The discharge legislation for last year submitted to Parliament does not only show that the various tax reductions and tax benefits have left hundreds of billions of forints with families with children, members of the public and businesses, but also that, thanks to the economic growth above five per cent, the deficit of the budget turned out to be lower than planned, standing at 2.3 per cent, while the sovereign debt rate decreased to 70.2 per cent. This is significantly, 2.7 per cent lower than the year before, Mr Banai highlighted.

He added that so far this year’s data is promising as well. The number of people in employment is above 4.5 million on a long-term basis, earnings are rising at a rate of more than 10 per cent, and with its growth above five per cent in the first half of the year, Hungary is second in the rankings of EU Member States, exceeding their average almost four-fold. In the first six months, the sovereign debt rate decreased to 68.2 per cent, while the situation of the budget is stable; the deficit could remain at around 1.8 per cent by the end of the year despite the increasing family support benefits and tax reductions implemented during the year. All these figures show that a predictable economic environment guarantees the conditions necessary for growth.

Based on the above, it is not surprising that in various domestic and international projections, growth expectations for Hungary are being upgraded one by one. According to the Ministry, the annual growth rate could be 4.6 per cent, higher than planned even in the slowing world economic environment, Mr Banai stressed. In the spring, the credit rating agencies Standard & Poor’s and Fitch Ratings upgraded our rating by one notch in the investment category, with a stable outlook, while Hungary has also managed to climb up in the latest competitiveness rankings of the World Economic Forum (WEF), the Minister of State highlighted.

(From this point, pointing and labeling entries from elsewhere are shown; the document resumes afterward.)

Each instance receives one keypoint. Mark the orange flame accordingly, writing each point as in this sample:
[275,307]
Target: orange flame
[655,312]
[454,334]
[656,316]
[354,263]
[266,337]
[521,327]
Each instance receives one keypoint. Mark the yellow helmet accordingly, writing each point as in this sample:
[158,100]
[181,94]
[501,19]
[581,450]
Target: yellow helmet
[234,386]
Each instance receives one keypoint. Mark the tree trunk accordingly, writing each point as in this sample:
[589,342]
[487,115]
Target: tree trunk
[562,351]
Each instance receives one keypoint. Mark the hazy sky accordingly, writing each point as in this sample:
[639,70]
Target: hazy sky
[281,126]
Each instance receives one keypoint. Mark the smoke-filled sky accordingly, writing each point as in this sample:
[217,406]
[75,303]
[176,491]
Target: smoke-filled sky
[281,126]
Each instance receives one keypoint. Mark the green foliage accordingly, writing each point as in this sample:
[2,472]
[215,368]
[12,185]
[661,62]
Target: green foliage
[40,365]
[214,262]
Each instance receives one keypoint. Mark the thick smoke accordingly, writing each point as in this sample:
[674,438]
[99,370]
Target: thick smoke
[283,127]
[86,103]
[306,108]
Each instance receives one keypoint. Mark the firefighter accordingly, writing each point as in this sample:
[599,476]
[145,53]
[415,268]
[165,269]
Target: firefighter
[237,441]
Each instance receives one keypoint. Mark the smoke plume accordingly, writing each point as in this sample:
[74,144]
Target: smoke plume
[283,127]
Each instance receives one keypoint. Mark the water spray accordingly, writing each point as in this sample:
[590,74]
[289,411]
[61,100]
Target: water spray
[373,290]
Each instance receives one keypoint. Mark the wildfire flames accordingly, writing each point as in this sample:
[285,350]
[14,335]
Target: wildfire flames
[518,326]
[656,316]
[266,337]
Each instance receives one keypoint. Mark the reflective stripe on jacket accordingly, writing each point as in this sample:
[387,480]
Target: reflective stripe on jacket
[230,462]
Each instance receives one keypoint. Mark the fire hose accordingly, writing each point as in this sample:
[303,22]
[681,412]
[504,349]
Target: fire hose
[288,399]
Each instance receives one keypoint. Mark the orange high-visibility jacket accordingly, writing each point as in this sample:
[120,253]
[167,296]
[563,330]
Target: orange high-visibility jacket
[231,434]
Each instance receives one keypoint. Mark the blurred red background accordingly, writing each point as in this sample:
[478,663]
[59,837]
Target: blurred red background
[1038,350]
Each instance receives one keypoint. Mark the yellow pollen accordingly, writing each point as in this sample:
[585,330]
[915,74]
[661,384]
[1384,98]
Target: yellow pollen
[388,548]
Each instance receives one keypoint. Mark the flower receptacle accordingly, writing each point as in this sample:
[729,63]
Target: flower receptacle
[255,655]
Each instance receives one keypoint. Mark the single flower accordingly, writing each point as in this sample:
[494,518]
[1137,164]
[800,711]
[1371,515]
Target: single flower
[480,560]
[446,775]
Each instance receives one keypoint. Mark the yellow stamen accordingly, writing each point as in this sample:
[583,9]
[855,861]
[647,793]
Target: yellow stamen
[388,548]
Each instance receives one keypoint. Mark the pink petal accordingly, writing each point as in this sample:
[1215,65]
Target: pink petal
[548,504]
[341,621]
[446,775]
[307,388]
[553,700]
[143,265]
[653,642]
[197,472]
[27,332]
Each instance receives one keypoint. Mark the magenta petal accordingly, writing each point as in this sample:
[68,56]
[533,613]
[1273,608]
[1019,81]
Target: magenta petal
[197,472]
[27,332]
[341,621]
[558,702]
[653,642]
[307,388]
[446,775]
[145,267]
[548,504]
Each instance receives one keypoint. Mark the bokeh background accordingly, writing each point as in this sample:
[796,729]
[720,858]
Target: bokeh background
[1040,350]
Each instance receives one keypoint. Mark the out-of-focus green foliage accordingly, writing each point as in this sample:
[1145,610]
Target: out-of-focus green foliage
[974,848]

Mr Banai pointed out that upon determining economic policy measures, it is necessary to take account of uncertainties and the European and world economic environment that is facing challenges. Therefore, in the interest of protecting the results achieved and maintaining an economic growth rate minimum 2 percentage points above the EU average also in the future, the measures of the Economy Protection Action Plan and the elements of the competitiveness programme could serve as a guarantee.